%RAAHC randomised Atomize and Agglomerate Hierarchical Clustering
%  Performs hierachical clustering interchangingly by either agglomerating
%  or atomizing one cluster at a time. The ratio at which either method is
%  chosen can be set. The default settings are set to the Atomize and
%  Agglormerate Hierarchical Clustering (AAHC) method as described in [1,
%  2].
%  When agglomerating, the two most similar clusters are merged, by
%  measuring inner product (angle) between cluster prototypes. When
%  atomizing, the worst cluster is removed, and each its members assigned
%  to the cluster whos prototype they are most correlated with as described
%  in [1,2,3].
%  Since atomizing using correlation (TAAHC) can be sensitive to how it is
%  initialised, the order of samples are shuffled to make every start
%  different, making it possible to find the best clustering of multiple
%  runs of the algorithm.
%
%  To start either AAHC [1] or Topograhpical Atomize and Agglormerate
%  Hierarchical Clustering (TAAHC, as described in [2,3]) use these
%  settings:
%   * AAHC : opts.atom_ratio = 1; opts.atom_measure = 'GEV';
%            opts.determinism = 0.
%   * TAAHC: opts.atom_ratio = 1; opts.atom_measure = 'corr';
%            opts.determinism = 1.
%
%  [1] - Murray, M. M., Brunet, D., & Michel, C. M. (2008). Topographic
%        ERP analyses: A step-by-step tutorial review.
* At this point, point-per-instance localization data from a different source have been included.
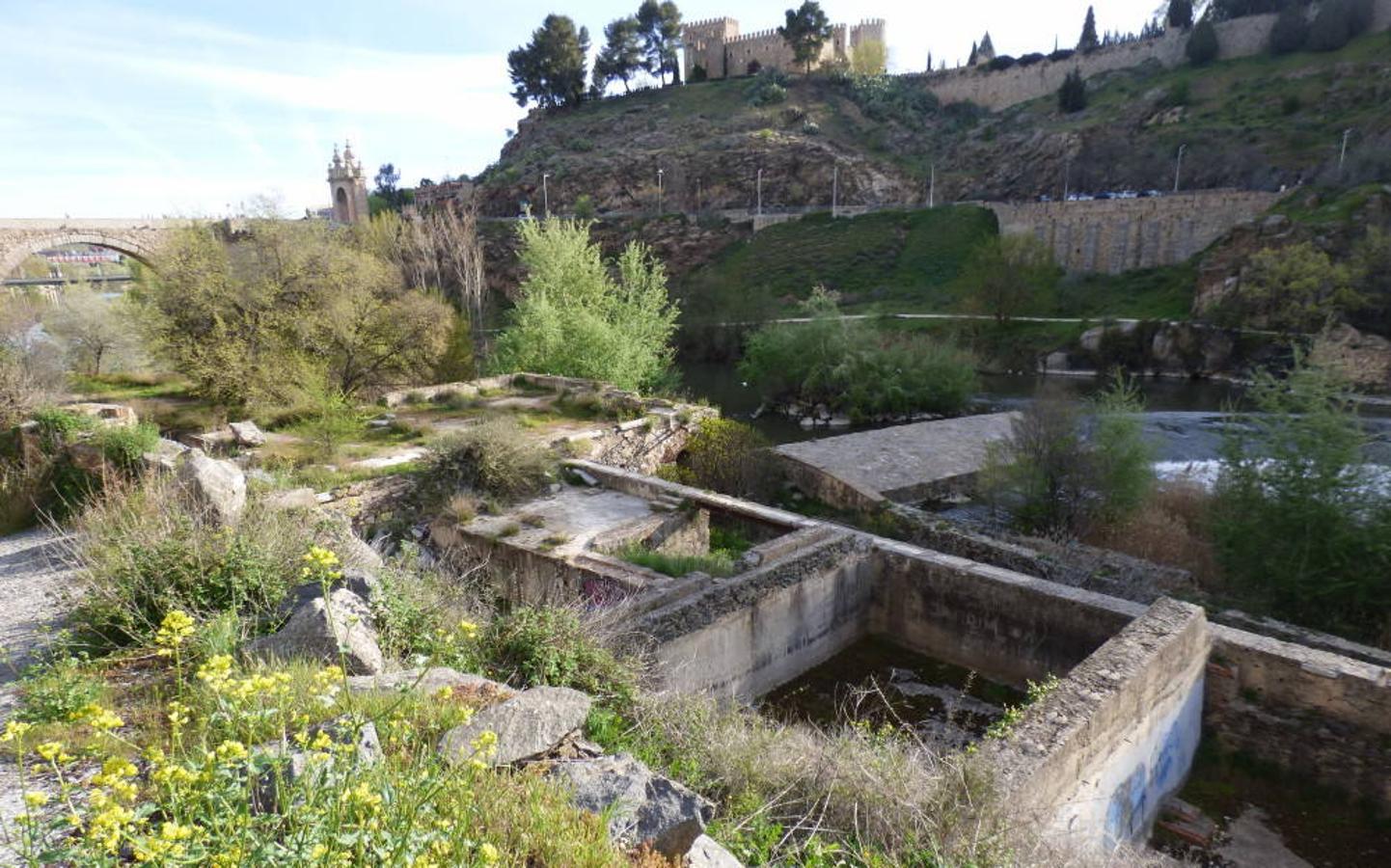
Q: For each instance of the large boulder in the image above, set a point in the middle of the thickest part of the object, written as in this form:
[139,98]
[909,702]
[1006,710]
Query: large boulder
[642,808]
[708,853]
[216,488]
[334,629]
[528,726]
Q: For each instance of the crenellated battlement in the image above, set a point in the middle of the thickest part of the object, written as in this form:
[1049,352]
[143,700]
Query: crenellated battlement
[717,47]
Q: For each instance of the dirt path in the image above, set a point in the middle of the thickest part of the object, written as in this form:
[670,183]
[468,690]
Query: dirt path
[34,590]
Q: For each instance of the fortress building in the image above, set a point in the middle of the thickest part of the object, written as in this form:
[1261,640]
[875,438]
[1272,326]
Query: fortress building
[348,186]
[717,47]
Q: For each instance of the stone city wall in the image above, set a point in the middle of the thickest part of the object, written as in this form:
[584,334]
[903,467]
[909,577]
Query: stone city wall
[1240,38]
[1092,761]
[1119,234]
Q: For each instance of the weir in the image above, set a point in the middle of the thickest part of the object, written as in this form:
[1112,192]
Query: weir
[1092,761]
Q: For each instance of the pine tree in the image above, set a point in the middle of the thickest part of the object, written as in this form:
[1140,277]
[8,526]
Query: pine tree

Brain Topography.
%  [2] - Poulsen, A. T., Pedroni, A., Langer, N., &  Hansen, L. K.
%        (unpublished manuscript). Microstate EEGlab toolbox: An
%        introductionary guide.
%  [3] - Brunet, D.(2011). Cartool reference Guide. Cartool v3.51.
%
%  Please cite this toolbox as:
%  Poulsen, A. T., Pedroni, A., Langer, N., &  Hansen, L. K. (2018).
%  Microstate EEGlab toolbox: An introductionary guide. bioRxiv.
%
%  Andreas Trier Poulsen, atpo@dtu.dk,
%  Lars Kai Hansen.
%  Technical University of Denmark, Cognitive systems - October 2017
%
%  Inputs
%  X       - EEG (channels x samples).
%  K_range - Number of microstates to save prototypes and lables from. Can
%            be a vector.
%
%  Optional inputs
%  opts.
%       atom_ratio   - Ratio ([0;1]) between atomizing or agglomerating
%                      clusters. Setting to 1 means exclusively atomizing;
%                      0 exclusively agglomerating (default: 1).
%       atom_measure - Measure used for finding the worst cluster when
%                      atomizing. 'GEV' uses Global explained variance,
%                      'corr' uses sum squared correlations, and 'varex'
%                      uses variance explained (default: 'corr').
%       polarity     - Account for polarity? Only influences the
%                      atom_measures 'GEV', 'corr', and the 'determinism'
%                      initialisation (ignored for other measures). If set
%                      to 0, the sign of correlation is ignored. If set to
%                      1 (and the atom_measures is 'GEV' or 'corr'), the
%                      cluster prototypes are calculated as the mean of
%                      cluster members instead of the default first
%                      eigenvector from eigs(). Default: 0.
%       determinism  - TAAHC initialisation scheme for making the
%                      clustering determinate. Initialises by so every
%                      cluster consists of two samples, by agglomarating
%                      the most correlated samples. (default: 0).
%       verbose      - Print status messages to command window?
%                      (default: 1).
%
%  Outputs
%  A_all - Cell containing the spatial distribution of microstate
%          prototypes, for each number of microstates defined in K_range.
%          The dimensions of each cell is (channels x K).
%  L_all - Cell containing the labels of the most active microstate at each
%          timepoint, for each number of microstates defined in K_range.
%          The dimensions of each cell is (1 x samples).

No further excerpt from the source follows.